© Zülal Kalkandelen
Cumhuriyet/ 2 Haziran 2010
Pazartesi akşamı Harbiye Açıkhava Tiyatrosu’nda dinlenecek bir konser vardı. 21. yüzyılda artık dinlemekten çok görmek için gidilen konserlerden değildi bu. Ne ışık oyunları, ne de şatafatlı dans gösterileri sunuldu....
Siyahlar içinde altı müzisyen tam vaktinde çıktı sahneye. Adeta shoegaze grupları andırırcasına sadece enstrümanlarıyla ilgilenip 1 saat 50 dakika boyunca çaldılar. Bob Dylan ve grubu The Band, müziğin göze değil öncelikle kulağa hitap eden bir sanat olduğunu ve ayrıcalığının da burdan geldiğini bir kez daha kanıtladı.
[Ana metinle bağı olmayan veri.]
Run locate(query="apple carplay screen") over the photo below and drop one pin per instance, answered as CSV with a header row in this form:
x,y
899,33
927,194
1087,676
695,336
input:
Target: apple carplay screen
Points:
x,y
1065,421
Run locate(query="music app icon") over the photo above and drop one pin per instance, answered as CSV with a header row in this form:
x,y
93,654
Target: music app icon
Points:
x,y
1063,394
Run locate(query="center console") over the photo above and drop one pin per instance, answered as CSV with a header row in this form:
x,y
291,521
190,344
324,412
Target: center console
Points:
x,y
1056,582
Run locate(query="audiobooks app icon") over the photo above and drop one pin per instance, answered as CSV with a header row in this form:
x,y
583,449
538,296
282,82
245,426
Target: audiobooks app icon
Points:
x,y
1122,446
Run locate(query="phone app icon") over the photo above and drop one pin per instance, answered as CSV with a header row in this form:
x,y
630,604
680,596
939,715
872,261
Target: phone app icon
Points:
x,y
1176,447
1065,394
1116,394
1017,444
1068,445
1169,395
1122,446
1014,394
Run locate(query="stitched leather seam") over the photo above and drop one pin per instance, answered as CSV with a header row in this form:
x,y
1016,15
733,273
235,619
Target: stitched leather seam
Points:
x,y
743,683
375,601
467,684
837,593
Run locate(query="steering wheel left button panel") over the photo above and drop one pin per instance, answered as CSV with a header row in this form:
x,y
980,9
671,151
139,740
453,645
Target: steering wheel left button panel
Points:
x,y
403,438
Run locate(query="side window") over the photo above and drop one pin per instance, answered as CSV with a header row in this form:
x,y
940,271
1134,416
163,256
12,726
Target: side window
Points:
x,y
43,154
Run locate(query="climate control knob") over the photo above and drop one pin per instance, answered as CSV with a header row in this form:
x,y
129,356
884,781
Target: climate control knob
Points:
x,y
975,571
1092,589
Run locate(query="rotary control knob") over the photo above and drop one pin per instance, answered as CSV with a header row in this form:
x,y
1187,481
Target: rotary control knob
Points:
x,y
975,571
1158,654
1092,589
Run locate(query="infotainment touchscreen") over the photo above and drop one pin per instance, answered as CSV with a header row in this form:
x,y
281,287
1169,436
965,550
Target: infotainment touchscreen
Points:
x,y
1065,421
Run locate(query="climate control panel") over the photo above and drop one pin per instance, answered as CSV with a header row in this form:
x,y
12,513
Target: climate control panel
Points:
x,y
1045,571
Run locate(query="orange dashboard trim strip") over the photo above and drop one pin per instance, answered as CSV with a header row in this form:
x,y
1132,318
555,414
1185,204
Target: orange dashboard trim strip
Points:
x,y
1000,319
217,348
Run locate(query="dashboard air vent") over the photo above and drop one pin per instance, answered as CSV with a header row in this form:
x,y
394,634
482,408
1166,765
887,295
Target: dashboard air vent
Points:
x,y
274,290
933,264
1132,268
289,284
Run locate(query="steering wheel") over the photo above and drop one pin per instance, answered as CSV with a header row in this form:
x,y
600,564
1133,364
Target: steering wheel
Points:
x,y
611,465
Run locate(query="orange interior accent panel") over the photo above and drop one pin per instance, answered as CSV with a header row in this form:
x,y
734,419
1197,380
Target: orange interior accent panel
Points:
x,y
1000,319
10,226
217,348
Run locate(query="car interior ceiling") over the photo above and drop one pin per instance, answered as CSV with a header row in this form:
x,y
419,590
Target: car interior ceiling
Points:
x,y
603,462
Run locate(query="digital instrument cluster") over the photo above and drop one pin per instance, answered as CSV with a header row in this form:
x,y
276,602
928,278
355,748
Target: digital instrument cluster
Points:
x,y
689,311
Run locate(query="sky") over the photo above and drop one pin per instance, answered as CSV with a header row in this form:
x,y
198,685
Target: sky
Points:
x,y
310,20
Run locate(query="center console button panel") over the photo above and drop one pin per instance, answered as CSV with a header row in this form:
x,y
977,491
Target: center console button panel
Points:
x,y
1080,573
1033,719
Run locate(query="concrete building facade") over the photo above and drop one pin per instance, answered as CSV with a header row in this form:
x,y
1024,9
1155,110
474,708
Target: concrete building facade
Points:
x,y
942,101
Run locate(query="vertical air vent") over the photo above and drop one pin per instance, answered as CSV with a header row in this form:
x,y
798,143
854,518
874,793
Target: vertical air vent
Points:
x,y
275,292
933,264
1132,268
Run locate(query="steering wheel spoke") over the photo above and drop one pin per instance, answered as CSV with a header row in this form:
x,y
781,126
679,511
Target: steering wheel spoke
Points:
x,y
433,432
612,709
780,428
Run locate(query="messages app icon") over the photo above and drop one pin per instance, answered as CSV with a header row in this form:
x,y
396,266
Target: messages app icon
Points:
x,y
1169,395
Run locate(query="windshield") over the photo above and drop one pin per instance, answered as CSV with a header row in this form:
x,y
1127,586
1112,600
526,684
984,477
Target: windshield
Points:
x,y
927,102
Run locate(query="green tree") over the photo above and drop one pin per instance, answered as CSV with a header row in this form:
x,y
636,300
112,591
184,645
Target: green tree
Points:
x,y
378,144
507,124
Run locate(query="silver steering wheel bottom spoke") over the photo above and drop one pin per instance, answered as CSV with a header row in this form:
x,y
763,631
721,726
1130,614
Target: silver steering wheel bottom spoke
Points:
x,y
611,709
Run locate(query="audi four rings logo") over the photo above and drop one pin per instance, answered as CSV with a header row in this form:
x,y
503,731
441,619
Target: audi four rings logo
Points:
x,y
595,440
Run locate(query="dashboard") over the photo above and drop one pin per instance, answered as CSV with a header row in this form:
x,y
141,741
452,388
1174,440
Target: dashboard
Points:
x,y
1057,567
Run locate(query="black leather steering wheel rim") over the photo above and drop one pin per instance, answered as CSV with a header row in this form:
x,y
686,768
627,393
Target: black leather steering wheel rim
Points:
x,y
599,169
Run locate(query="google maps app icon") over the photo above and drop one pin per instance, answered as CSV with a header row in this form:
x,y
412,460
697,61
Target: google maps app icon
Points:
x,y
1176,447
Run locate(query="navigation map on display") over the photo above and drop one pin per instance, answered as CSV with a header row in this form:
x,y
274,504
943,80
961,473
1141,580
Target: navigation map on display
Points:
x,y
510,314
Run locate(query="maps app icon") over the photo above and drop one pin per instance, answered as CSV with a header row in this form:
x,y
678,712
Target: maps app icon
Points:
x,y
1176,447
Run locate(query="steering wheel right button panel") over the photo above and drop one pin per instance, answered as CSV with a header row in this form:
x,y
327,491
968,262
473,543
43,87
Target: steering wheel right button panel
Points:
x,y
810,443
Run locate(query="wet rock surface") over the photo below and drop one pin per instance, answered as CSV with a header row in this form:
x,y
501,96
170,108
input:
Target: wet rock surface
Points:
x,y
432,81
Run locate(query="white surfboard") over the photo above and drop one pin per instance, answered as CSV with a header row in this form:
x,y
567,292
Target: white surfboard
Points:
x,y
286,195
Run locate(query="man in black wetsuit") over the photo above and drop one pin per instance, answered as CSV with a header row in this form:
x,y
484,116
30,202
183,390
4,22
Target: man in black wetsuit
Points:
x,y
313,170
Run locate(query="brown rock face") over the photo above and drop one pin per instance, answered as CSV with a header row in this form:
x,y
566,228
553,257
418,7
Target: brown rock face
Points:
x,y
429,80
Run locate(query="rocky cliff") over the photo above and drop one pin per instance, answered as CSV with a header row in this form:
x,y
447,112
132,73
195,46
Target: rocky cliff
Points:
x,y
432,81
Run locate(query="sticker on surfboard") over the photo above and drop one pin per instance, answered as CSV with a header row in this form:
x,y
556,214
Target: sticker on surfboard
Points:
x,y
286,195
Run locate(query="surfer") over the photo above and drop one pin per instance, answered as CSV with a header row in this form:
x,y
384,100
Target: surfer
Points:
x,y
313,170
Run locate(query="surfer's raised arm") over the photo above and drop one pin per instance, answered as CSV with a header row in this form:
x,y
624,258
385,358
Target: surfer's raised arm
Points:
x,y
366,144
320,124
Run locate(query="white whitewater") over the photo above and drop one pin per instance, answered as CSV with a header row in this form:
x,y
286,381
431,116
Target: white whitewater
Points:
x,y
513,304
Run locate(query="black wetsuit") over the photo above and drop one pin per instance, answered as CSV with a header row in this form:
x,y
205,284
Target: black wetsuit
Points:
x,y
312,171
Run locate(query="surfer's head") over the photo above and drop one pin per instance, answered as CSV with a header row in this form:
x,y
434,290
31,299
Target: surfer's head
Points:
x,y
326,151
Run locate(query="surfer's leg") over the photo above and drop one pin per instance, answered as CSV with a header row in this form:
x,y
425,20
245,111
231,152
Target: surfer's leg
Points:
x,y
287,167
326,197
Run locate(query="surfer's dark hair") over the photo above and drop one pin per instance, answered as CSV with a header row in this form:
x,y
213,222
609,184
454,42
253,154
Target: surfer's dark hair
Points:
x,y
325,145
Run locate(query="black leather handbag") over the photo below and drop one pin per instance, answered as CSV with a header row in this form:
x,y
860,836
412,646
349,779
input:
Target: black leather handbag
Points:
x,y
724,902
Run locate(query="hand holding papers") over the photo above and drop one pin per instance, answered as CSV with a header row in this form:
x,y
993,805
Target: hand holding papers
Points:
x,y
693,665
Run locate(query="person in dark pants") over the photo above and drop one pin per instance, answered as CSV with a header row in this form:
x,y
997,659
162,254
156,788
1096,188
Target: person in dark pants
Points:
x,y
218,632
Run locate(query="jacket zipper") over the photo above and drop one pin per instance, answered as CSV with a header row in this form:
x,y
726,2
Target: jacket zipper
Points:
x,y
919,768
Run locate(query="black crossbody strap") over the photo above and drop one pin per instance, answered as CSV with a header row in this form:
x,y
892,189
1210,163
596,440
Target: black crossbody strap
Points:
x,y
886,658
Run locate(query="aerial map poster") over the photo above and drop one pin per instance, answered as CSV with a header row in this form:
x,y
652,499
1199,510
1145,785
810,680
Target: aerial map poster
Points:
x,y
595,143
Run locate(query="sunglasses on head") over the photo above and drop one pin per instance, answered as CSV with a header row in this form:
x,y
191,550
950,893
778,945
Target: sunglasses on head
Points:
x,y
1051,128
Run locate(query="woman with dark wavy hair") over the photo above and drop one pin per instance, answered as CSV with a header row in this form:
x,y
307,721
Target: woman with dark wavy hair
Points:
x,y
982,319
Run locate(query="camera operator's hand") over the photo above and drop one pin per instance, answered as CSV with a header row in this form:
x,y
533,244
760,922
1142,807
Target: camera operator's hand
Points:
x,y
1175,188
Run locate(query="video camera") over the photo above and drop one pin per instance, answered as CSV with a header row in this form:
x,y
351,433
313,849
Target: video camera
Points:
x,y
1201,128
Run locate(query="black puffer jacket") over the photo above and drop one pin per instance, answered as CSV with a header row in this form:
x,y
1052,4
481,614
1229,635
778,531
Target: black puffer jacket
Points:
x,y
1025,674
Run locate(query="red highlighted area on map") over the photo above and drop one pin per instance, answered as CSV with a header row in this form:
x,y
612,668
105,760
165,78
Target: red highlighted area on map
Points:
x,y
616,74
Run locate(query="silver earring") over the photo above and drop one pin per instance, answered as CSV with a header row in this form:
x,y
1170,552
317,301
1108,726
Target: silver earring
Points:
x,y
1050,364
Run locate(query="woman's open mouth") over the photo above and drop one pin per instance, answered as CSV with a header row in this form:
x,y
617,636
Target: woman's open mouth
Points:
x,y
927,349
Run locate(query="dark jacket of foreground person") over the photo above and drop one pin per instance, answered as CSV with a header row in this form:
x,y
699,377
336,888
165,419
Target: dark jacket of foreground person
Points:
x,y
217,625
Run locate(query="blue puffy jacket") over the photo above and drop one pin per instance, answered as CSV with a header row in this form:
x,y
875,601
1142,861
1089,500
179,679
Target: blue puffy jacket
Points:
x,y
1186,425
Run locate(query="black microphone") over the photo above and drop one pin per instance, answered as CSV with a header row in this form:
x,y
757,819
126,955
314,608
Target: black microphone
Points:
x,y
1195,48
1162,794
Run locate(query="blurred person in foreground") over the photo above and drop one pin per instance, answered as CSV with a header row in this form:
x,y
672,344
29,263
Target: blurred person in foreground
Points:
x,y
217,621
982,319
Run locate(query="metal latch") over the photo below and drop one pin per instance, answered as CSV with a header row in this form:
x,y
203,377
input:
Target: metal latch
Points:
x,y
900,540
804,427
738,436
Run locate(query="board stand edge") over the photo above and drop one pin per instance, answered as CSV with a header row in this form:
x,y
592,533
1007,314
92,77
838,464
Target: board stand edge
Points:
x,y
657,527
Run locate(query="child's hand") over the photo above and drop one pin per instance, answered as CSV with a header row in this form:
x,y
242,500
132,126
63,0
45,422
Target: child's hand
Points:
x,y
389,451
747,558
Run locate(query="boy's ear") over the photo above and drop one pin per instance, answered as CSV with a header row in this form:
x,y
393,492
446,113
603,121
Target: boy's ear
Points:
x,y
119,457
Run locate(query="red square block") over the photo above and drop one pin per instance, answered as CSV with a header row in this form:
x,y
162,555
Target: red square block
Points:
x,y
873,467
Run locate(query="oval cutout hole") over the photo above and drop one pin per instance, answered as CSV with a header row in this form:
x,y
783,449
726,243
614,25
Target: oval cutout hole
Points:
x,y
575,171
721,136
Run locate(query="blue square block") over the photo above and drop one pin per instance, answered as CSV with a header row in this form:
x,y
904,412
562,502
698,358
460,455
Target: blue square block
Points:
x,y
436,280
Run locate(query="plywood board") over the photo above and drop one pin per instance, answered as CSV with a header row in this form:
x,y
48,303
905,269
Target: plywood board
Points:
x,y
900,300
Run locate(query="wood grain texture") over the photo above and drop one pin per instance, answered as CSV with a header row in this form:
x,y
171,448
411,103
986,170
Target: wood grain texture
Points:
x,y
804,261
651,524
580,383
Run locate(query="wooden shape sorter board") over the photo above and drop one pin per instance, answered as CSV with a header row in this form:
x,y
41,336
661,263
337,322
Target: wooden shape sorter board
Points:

Hınca hınç dolu mekanda 20. yüzyılın dev müzisyenlerinden birisi söylerken herkes kendince yorumladı şarkıları. “Just Like a Woman”da kimisi Joan Baez’i düşündü, kimisi Edie Sedgwick’i...
“Rainy Day Women #12 and #35”de, bazısı şarkının 35 yaşında bir kadın ile 12 yaşındaki kızı hakkında olduğuna inandı; bazısı şarkıyı marihuana ile ilişkilendirdi...
Şarkılarına hayat veren metaforlarla dolu şiirleriyle dinleyenleri yine düşündürdü Dylan.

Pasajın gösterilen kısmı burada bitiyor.